He was a head coach in five sports over the past 30 years with the Wildcats
Herm Van Weerdhuizen said he’s just an old coach who can “easily” be replaced.
Do not believe that.
Sure, Van Weerdhuizen said that with a laugh. He was not seriously trying to make it as if his 30-year career as a head coach in La Center athletics was no big deal.
It was a huge deal.
“He’s just full of La Center tradition and history,” said Matt Cooke, the high school’s athletic director. “He is so much of what La Center is, with his passion for the game and passion for the kids. He was always creating an environment for kids to excel in, to give them an opportunity to shine.”
Officially, Van Weerdhuizen retired as the girls basketball coach last week.
But in his 30 years with the Wildcats, he has been the head coach in boys soccer, girls soccer, baseball, as well as boys and girls basketball. He has gone from one sport to the other and back again.
If it’s a school year, there must be a Herm coaching something, somewhere at La Center High School.
A health scare this past month that had nothing to do with the pandemic, combined with the uncertain times of COVID-19, led to his decision.
“I don’t want a pity party for Herm,” he said. “Stuff happens.”
Complications from gallbladder surgery led to three hospitalizations. He is recovering at home now, but the 65-year-old is now considered to be among the vulnerable population during the pandemic. He said he could not coach with a clear conscience.
“That’s not fair to my wife, or to the basketball team, or to the school,” Van Weerdhuizen said. “It was a tough decision but it was an easy one.”
In 1989, he started the high school soccer programs at La Center. Later, he had a stint as the baseball coach.
He was an assistant with the great La Center boys basketball teams that won back-to-back state championships in 1996 and 1997. Two of his sons, Dustin and Derek, played on those squads.
“I’m not a great coach. I thought I was a good coach,” he said. “I’m just thankful for the talent I had that made me look good.”
Here are a couple “Herm” classics:
“My first year in baseball, I was a genius. We won league. La Center baseball had never won a league championship. The next few years, I wasn’t so smart anymore. That’s just the way it is.”
“The girls soccer program, we won league, won district, then we’d go up north to play the private team and get drilled. It is what it is.”
Through it all, he was there for his athletes.
“I had a great run. I was thankful. La Center was good to me,” Van Weerdhuizen said.
The school and the city. He lives about a mile from the high school. He even has worked for the district for the past nine years after 35 years working for Frito-Lay.
With all the success he has had in all of the sports, he never truly considered leaving to see if his philosophies would work at a different school, at a bigger school perhaps.
“It was never about me. It’s about the kids,” Van Weerdhuizen said. “We’re going to try to push them to be the best players possible, but we have to play it the right way.”
In fact, that is what he loves about La Center students.
“The kids that played for me, they always came in with the right attitude,” he said. “Represent the school.
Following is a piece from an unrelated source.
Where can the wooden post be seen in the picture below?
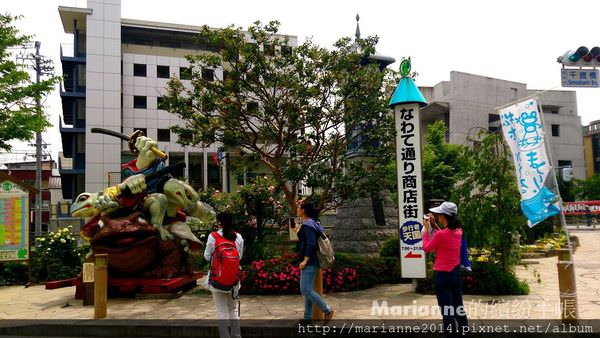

Do it with class.”
Last week, he called Cooke with his decision. The next day, Van Weerdhuizen called every player in his program.
“That was one of the toughest things I’ve had to do. I shed a few tears,” he said.
As any coach who has left a job can attest, in normal times, a team meeting is called. The coach can say goodbye to the group, just one time.
With stay-at-home orders and the like, Van Weerdhuizen called his players, one-by-one, and had to say goodbye over and over again.
“He was my go-to for anything sports related,” Cooke said.
Now, it is up to Cooke to hire the next girls basketball coach. One thing in his favor? The outgoing coach is proof that a love for the athletes and a passion for sports can turn into a decades-long run with the Wildcats.
“That just speaks to itself,” Cooke said. “La Center is a special place to be. It’s one of a kind.”
Herm Van Weerdhuizen spent 30 years there making it a bit more special.